More than 50 years ago I became a “journalist” by the simple act of riding an elevator to the third floor of an office building in Halifax. I was shown to a desk in the far corner of a large newsroom and presented with the tools of my new trade — a rotary dial telephone, an ancient typewriter, a massive roll of carbon-separated copy paper, and the largest ashtray that I’d ever seen.
The atmosphere was unique — the reek of printers’ ink and fresh newsprint and cigar smoke (my desk was on the edge of the sports department where everybody seemed to smoke cigars and wear suspenders). And there was noise — typewriters, people shouting, the clatter of teletype machines, bells ringing, and the regular bang of pneumatic tubes that were the vehicles for delivering copy from the third floor news desk to the composing room upstairs where everything was set in type. By noon that day I was addicted to the atmosphere and I remember someone telling me to go home when I’d over-stayed my shift by a couple of hours.
I wasn’t entirely inexperienced.
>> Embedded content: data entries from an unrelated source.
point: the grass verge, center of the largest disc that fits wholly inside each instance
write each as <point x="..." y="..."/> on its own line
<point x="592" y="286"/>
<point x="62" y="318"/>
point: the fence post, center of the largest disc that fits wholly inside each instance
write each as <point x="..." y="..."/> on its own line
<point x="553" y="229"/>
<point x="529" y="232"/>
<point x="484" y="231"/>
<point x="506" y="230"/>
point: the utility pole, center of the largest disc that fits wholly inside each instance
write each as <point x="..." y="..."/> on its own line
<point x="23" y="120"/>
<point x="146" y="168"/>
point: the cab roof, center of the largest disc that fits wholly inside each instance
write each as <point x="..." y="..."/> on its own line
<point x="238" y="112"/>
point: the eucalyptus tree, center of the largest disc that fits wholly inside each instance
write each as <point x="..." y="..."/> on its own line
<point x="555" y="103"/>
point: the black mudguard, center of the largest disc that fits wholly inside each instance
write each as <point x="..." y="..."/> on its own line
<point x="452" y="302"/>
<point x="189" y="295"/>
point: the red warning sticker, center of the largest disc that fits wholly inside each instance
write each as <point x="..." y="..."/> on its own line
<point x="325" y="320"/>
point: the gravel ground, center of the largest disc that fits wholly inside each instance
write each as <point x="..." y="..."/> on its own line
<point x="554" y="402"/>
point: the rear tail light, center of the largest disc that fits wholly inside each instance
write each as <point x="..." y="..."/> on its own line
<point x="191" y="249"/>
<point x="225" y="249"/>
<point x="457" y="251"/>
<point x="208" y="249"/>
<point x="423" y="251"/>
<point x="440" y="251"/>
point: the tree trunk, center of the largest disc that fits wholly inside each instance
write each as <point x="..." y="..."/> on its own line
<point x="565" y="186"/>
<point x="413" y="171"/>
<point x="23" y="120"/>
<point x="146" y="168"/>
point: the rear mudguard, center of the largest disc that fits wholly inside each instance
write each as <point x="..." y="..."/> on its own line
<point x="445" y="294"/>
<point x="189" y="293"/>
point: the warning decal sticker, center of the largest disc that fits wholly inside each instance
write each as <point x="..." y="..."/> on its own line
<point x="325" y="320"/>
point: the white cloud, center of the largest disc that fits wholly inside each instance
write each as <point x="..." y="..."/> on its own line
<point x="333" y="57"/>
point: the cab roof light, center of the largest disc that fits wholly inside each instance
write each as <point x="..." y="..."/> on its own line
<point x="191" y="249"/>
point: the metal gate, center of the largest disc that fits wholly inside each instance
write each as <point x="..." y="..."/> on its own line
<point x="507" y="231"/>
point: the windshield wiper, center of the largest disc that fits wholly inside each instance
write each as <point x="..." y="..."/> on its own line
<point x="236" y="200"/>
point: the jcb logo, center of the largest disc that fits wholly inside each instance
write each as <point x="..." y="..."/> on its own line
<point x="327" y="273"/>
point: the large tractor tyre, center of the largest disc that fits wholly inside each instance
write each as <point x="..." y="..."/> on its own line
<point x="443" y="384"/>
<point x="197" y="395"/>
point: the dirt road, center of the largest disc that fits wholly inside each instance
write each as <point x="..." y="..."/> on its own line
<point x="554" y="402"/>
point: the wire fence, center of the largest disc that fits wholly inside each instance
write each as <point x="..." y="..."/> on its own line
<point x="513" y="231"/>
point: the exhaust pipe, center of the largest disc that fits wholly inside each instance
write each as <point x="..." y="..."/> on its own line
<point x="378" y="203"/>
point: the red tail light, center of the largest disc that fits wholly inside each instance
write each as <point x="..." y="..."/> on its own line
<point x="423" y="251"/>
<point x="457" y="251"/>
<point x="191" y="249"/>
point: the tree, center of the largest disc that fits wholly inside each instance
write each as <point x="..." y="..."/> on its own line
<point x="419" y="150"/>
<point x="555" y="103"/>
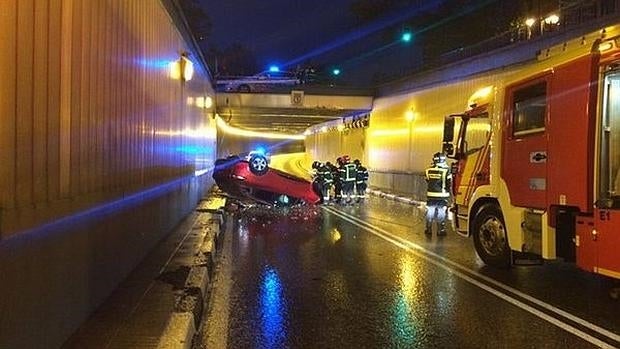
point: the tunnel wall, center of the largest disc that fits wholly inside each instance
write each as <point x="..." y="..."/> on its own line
<point x="397" y="151"/>
<point x="102" y="154"/>
<point x="229" y="144"/>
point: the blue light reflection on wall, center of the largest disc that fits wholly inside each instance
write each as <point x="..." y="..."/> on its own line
<point x="272" y="310"/>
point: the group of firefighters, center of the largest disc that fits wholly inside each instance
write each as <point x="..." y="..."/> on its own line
<point x="345" y="183"/>
<point x="349" y="182"/>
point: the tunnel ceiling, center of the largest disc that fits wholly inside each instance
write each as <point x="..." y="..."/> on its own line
<point x="285" y="120"/>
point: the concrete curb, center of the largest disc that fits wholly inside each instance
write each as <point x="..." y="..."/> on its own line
<point x="184" y="322"/>
<point x="403" y="199"/>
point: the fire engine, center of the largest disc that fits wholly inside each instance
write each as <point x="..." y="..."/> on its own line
<point x="536" y="157"/>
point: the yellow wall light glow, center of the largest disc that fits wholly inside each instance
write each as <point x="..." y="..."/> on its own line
<point x="247" y="133"/>
<point x="181" y="69"/>
<point x="606" y="46"/>
<point x="388" y="133"/>
<point x="204" y="102"/>
<point x="480" y="97"/>
<point x="410" y="115"/>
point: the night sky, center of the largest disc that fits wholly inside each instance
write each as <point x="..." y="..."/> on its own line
<point x="279" y="31"/>
<point x="326" y="33"/>
<point x="323" y="33"/>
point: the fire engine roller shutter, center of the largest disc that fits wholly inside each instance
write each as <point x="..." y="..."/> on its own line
<point x="571" y="130"/>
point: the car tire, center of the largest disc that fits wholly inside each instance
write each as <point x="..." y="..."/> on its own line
<point x="490" y="237"/>
<point x="258" y="165"/>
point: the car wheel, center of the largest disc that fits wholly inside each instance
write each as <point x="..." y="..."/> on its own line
<point x="490" y="237"/>
<point x="243" y="88"/>
<point x="258" y="165"/>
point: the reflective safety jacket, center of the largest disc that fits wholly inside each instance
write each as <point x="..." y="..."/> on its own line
<point x="439" y="181"/>
<point x="324" y="175"/>
<point x="348" y="172"/>
<point x="362" y="174"/>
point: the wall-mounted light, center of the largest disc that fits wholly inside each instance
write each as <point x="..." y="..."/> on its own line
<point x="530" y="22"/>
<point x="410" y="115"/>
<point x="552" y="19"/>
<point x="204" y="102"/>
<point x="181" y="69"/>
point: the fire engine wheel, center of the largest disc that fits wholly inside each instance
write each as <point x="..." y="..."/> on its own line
<point x="258" y="165"/>
<point x="490" y="238"/>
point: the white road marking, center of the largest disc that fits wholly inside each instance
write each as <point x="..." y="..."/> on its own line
<point x="424" y="254"/>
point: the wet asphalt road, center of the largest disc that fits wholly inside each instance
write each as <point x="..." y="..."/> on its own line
<point x="367" y="277"/>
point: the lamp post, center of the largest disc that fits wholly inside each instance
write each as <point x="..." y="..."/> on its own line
<point x="529" y="23"/>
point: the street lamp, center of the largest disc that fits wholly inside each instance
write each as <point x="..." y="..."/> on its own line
<point x="552" y="19"/>
<point x="406" y="37"/>
<point x="529" y="23"/>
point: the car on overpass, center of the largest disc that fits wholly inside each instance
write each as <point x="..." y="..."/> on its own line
<point x="257" y="83"/>
<point x="250" y="179"/>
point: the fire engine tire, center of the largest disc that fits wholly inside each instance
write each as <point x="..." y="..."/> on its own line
<point x="258" y="165"/>
<point x="243" y="88"/>
<point x="490" y="237"/>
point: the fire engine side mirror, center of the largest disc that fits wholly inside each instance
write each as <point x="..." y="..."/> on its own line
<point x="448" y="135"/>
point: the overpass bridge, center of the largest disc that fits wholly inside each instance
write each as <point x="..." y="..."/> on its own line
<point x="106" y="145"/>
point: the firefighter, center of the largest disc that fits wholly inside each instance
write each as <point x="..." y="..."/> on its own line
<point x="361" y="180"/>
<point x="337" y="181"/>
<point x="324" y="180"/>
<point x="348" y="176"/>
<point x="439" y="181"/>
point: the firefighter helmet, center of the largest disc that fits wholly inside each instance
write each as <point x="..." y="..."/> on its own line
<point x="439" y="158"/>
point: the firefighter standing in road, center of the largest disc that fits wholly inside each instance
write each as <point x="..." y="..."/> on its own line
<point x="361" y="180"/>
<point x="348" y="176"/>
<point x="439" y="182"/>
<point x="337" y="181"/>
<point x="324" y="180"/>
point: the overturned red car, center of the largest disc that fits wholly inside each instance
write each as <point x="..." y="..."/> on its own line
<point x="250" y="179"/>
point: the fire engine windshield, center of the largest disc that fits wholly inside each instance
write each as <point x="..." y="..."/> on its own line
<point x="609" y="160"/>
<point x="473" y="135"/>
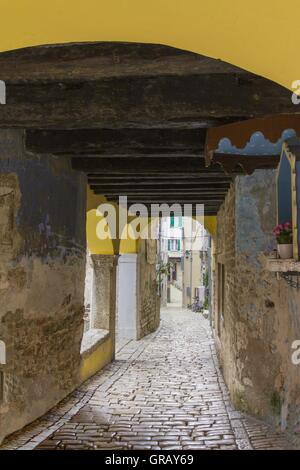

I had attended evening courses at King’s College where I learned the basics of journalism — how to write a lead; the importance of finding the tiny details that reveal the larger more important aspects of the news, the fundamentals of reporting news in radio, television and print. I suppose the most important lesson that I learned in those evening courses was that I definitely wasn’t cut out for television.